ROME (Reuters) - Italy’s Chamber of Deputies on Wednesday approved legislation that requires the country to run balanced budgets, but whether the Senate will convert it into law before parliament is dissolved is still unclear.
The measure has been closely watched on financial markets, concerned that the unexpectedly early end to Prime Minister Mario Monti’s government will hold up key pieces of legislation.
If made law, the balanced budget amendment will take effect in 2014. The amendment was introduced after the passage of a European Union treaty, known as the fiscal compact, whose aim was to bolster fiscal discipline amid the euro zone crisis.
The lower house voted 442 to three, with two abstentions, to approve the measure, which is needed to activate a constitutional amendment passed in April.

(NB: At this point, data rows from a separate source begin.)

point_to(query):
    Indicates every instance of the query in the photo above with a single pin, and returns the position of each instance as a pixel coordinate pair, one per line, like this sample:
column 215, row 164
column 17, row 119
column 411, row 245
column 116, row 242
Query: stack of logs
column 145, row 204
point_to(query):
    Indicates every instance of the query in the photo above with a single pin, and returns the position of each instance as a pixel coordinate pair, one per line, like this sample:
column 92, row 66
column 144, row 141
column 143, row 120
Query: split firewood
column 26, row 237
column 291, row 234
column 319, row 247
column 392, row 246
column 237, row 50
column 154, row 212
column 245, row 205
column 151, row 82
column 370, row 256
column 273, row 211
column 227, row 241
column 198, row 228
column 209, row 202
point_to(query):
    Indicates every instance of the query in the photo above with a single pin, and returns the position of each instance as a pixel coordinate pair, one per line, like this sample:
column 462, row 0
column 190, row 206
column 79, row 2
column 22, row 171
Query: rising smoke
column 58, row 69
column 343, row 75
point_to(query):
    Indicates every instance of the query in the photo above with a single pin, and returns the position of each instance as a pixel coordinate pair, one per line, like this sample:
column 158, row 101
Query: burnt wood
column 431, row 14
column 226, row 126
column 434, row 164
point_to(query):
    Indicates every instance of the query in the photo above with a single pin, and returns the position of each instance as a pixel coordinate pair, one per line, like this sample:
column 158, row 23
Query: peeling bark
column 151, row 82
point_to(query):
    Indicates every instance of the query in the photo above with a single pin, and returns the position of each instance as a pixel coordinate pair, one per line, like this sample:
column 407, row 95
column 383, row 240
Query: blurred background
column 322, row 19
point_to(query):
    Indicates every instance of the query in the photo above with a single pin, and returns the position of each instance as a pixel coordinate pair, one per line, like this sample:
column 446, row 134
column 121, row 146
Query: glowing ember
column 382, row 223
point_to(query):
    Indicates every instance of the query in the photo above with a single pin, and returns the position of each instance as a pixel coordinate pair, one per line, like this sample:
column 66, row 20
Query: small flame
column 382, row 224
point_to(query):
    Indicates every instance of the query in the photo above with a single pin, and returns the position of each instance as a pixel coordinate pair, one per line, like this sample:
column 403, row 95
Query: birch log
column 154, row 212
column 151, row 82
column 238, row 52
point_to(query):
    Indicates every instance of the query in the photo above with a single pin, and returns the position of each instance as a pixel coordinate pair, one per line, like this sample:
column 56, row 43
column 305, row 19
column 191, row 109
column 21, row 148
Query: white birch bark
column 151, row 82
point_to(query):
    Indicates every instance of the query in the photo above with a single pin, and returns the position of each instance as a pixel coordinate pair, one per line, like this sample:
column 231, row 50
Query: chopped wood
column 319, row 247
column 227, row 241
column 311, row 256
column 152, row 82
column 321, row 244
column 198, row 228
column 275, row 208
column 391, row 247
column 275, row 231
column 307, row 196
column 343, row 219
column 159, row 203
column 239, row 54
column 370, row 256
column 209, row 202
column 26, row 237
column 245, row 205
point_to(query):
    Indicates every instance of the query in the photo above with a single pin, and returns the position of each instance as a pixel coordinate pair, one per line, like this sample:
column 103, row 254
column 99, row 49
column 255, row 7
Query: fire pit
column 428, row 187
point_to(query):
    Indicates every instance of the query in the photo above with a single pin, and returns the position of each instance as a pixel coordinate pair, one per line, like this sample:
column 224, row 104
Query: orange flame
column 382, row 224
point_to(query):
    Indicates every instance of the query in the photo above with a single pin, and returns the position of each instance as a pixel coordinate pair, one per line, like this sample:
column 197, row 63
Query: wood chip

The Senate has not put the legislation on its pre-Christmas timetable, and parliament is widely expected to be dissolved just before or after the holiday.
Monti said on Saturday he would resign immediately after the 2013 budget is approved, which is expected sometime in the next two weeks.
Italy’s borrowing costs jumped on Monday after Monti announced his resignation and Silvio Berlusconi said he would run for power for a sixth time.
Failure to pass the budget measure might send the wrong message to markets before the national election, widely expected in February.
However, if the Senate does not approve the legislation, the new parliament will have plenty of time to pass it before the year-end deadline.
The president of the Senate budget committee, Antonio Azzollini, said on Tuesday it was still possible to vote on the amendment before parliament is dissolved if the main parties were willing to work quickly.
“I think we can make up for lost time,” he told reporters. “If there is a political agreement it can still be approved without problems”.